Potting has a wider meaning than merely putting things like jam or pickles into pots: it also denotes a method of preserving meat or fish in a pot sealed by a layer of fat to exclude air. (potted cheese is considered separately.)

Potting is an old technique derived from that of the medieval pie, which was often used deliberately as a way of conserving food rather than merely presenting it. The crust of the most solid raised pies was made from coarse flour. It was not intended to be eaten, except as a remnant thrown to the servants, but constituted a durable and airtight shell. The food inside it kept for quite a long time because, having been cooked in a sealed container, it was sterile. The explanation was not understood in the Middle Ages, but the effect was obvious in practice. Observation must also have shown that the weak point where decay began was the top of the filling which did not intimately touch the top crust, because the filling shrank in cooking; and which was exposed to the entry of air through places in the crust where steam had escaped.
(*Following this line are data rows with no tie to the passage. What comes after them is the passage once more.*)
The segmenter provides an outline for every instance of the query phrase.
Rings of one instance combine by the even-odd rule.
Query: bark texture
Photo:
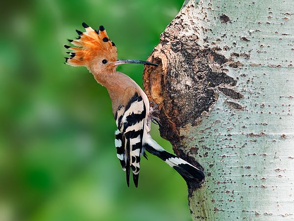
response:
[[[294,219],[293,12],[187,0],[149,57],[161,135],[206,175],[188,184],[193,220]]]

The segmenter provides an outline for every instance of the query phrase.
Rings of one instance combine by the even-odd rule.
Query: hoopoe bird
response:
[[[103,26],[93,29],[82,23],[86,31],[76,30],[76,40],[68,40],[74,46],[64,45],[67,52],[66,64],[85,66],[101,85],[107,89],[112,102],[112,111],[118,130],[115,144],[117,156],[126,172],[129,186],[131,169],[133,180],[138,187],[141,156],[147,158],[147,151],[157,156],[176,170],[186,182],[201,182],[204,178],[202,171],[167,152],[151,137],[149,132],[153,109],[147,95],[132,79],[116,70],[118,65],[137,63],[157,66],[157,64],[138,60],[118,59],[115,44],[110,40]]]

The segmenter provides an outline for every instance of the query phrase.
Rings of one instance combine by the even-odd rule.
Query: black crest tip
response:
[[[82,25],[83,26],[83,27],[84,27],[85,28],[89,28],[89,26],[88,25],[87,25],[86,23],[85,23],[84,22],[83,22],[82,23]]]
[[[82,32],[81,31],[79,31],[78,30],[75,29],[75,31],[76,31],[76,33],[77,33],[77,34],[78,34],[79,35],[81,35],[82,34],[83,34],[83,32]]]

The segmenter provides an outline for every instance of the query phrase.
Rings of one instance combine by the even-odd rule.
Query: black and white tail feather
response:
[[[126,105],[119,107],[115,115],[118,129],[115,140],[117,156],[126,171],[127,186],[131,169],[134,183],[138,186],[141,155],[147,158],[145,150],[165,161],[187,183],[201,182],[204,178],[202,171],[167,152],[151,138],[147,126],[150,118],[147,115],[144,101],[141,95],[135,93]]]

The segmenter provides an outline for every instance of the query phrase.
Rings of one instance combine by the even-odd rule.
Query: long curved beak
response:
[[[144,60],[128,60],[126,59],[118,59],[118,60],[114,62],[114,64],[116,65],[119,65],[120,64],[142,64],[148,65],[158,66],[157,64],[149,62],[149,61],[145,61]]]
Therefore the top of the filling was sealed by pouring in, through a hole in the crust, boiling stock or melted fat, which luckily had themselves been sterilized by heating. When this addition solidified it sealed the filling effectively. Such pies were used, for example, for sending Severn lampreys from Gloucester to London, a journey of several days which could scarcely have been undertaken with any other of the primitive preservation techniques of the time.